Jack of All Trades, Master of None: Moving Your Degree With You

There was a time in my life when I was pursuing the path to becoming a licensed counselor I had grand plans of one day owning my own practice. That’s when I ran into the same problem that many of us run into as military spouses. Licensing and certification issues.

Instead of making the decision to pursue my PhD in counseling, I decided to forgo all the trouble of getting re-certified and relicensed every time I had to move. I chose to wait until my service member retires and we find our “forever home.” But what on Earth could I do with a B.S. in Social Psychology? As it turns out, I could do a LOT.

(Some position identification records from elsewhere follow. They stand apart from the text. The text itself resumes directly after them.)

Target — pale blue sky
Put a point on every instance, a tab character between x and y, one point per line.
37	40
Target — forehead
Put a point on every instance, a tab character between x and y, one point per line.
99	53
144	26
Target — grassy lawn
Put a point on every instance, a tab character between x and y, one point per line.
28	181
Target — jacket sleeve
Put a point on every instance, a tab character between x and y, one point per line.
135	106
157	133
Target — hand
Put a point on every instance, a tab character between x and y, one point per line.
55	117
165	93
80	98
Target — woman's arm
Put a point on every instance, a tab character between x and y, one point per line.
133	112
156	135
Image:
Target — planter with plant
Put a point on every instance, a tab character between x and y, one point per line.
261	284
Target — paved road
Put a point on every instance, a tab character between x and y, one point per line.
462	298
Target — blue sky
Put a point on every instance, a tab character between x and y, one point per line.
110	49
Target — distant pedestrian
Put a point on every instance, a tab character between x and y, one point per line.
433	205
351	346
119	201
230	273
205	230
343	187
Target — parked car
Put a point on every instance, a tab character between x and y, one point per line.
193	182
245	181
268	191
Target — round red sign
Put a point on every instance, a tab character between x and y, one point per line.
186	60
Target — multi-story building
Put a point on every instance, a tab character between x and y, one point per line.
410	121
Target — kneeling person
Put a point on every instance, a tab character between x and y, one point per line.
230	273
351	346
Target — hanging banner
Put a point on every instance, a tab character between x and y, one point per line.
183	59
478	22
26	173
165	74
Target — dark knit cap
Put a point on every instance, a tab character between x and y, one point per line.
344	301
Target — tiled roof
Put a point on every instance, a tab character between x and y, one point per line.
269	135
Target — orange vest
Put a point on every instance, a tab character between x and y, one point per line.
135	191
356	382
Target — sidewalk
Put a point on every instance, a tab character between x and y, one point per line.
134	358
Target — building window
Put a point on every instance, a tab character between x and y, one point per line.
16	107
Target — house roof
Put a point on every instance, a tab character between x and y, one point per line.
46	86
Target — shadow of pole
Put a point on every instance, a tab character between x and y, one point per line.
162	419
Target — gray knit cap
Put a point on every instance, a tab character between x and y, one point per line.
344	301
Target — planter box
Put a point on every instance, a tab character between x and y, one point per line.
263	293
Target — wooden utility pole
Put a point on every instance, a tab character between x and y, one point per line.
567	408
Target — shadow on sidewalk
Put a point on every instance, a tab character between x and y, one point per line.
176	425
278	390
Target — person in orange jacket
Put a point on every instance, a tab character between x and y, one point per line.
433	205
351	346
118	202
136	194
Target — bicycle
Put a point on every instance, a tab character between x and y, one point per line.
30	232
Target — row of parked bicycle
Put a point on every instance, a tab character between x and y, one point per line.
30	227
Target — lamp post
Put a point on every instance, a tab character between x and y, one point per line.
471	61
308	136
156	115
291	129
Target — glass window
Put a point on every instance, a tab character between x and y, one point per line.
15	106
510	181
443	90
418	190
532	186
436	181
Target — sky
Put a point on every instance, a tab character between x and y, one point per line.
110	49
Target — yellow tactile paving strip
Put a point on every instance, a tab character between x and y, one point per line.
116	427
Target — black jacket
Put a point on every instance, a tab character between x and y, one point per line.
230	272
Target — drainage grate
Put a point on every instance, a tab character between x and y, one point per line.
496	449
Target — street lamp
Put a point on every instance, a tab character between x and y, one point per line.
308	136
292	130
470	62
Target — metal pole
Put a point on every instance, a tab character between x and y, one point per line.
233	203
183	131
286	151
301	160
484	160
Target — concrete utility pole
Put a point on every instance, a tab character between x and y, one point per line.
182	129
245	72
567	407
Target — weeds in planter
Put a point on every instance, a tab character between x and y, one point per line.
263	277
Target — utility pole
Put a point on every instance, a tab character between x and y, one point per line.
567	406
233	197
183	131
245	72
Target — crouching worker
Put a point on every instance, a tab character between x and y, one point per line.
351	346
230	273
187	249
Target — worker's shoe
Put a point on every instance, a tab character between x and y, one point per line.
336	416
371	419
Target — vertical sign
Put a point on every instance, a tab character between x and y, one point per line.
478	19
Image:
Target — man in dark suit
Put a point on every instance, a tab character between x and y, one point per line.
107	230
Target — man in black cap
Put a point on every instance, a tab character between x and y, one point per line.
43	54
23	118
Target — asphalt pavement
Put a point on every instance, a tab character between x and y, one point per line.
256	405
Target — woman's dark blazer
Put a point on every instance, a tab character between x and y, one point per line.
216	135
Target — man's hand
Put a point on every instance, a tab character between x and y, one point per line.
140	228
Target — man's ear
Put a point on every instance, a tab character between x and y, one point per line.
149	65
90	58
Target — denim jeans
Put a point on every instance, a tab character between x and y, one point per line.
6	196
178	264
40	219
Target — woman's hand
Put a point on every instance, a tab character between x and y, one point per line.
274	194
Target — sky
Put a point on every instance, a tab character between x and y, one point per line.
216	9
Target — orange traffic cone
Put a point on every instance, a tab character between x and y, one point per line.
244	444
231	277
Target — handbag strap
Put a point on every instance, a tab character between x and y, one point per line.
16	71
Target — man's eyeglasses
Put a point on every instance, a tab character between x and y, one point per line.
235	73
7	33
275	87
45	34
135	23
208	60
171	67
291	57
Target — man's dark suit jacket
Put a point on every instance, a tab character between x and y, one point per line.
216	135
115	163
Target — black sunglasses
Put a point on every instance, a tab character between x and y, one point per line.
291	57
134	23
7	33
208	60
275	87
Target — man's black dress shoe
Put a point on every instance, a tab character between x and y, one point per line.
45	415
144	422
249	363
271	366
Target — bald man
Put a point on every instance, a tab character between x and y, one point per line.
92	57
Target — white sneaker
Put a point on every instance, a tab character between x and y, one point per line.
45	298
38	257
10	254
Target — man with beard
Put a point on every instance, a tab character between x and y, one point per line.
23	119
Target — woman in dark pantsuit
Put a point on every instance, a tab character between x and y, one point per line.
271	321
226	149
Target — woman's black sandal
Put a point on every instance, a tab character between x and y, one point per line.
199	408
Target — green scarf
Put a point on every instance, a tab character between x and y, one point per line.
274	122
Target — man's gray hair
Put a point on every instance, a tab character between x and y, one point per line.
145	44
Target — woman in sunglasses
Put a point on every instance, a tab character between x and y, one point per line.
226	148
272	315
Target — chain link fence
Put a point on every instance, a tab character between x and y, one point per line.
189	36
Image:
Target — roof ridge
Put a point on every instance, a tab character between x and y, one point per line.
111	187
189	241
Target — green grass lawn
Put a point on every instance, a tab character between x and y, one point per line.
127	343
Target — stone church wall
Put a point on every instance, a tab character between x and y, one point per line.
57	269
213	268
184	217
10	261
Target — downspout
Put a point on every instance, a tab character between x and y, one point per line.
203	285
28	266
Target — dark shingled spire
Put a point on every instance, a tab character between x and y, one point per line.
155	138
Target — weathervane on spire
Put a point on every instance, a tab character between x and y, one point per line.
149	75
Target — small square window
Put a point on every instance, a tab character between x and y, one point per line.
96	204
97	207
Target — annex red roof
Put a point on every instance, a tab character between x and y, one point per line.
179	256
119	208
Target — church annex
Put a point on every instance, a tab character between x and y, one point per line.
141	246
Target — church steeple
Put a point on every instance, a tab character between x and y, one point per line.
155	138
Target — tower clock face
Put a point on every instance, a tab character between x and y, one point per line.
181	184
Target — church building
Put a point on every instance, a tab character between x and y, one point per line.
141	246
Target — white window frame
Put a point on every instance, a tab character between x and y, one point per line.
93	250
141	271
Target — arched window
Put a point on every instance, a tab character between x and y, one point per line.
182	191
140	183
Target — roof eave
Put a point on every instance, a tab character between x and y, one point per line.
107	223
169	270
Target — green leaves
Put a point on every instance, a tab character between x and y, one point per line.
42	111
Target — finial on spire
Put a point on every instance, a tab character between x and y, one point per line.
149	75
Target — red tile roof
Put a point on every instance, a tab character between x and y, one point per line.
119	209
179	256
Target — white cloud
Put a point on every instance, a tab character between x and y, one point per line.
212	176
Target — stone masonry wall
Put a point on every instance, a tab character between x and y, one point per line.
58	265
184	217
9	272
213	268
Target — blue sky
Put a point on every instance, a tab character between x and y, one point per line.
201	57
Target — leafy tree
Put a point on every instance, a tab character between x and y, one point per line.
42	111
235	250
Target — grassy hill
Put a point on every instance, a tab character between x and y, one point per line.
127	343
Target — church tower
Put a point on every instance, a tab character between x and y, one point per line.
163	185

When it comes to education and employment, military spouses have to approach our careers just like everything else: creatively, resourcefully and totally out of the box. Social Psychology is all about understanding human behavior in social situations…i.e. PEOPLE. Since most jobs involve people, all I had to do was get creative with my skillset to find meaningful employment as my hubby took me along on this adventure. I’ve since used my skills in training and development and now as a full time writer!

But what about those other specific degrees? If you find yourself in an employment pickle or can’t match your degree to available career opportunities in your area, check the list below for some ideas!


If you’ve obtained your Juris Doctorate to practice law, chances are you’re already aware of the red-tape nightmare of the licensing issues. There are many military spouses who have found success despite these issues and have even gone on to work towards easing them across state lines. MSJDN is an organizations of military spouse lawyers who have done just that! But there are always alternatives if you’re forced into situations where you can’t use your education to the fullest extent.

When a friend of mine PCS’d to California a few years back, she was able to use her JD as an immigration attorney. She wasn’t required to take the bar exam in that state to work in that field, and since she was passionate about immigration anyway, she dove in head first! She worked first with a nonprofit and was then recruited by a firm after she won an award from the California Bar Association for her work with detained immigrants.


Psychology is the study of the human mind and behavior. There are a slew of fields you could work in while you pursue higher education or go through the licensing process. Media and advertising would be a great field to consider since psych grads have valuable insight into how people think and can analyze complex problems while communicating them with ease. Media roles like management, writing or production could lead to other opportunities and a diverse resume.

Human resources is also an option and can be used in the public and the private sectors. Areas such as professional development, coaching, recruitment and public relations all fit the bill under the umbrella of a psychology degree.